Alors que s’ouvre la saison des Nobel, on apprend que la très prestigieuse et très opaque institution connaîtra, en vue de l’année prochaine, un changement qui, pour elle, est l’équivalent d’un séisme. Pour la première fois de son histoire, le Comité Nobel va inclure dans son appel à candidatures une demande : prendre en considération la place des femmes et la diversité géographique.
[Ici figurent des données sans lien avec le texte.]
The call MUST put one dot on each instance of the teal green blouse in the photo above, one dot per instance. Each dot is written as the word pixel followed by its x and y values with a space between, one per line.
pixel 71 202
La requête fait partie de la lettre envoyée chaque année en octobre à des scientifiques « choisis », à travers le monde, pour qu’ils soumettent des candidats aux trois Nobel de science — médecine, chimie, physique — a appris la revue Nature il y a quelques jours. « Nous ne travaillons pas dans un vide », s’est défendu Göran Hansson, secrétaire général de l’Académie royale des sciences de Suède.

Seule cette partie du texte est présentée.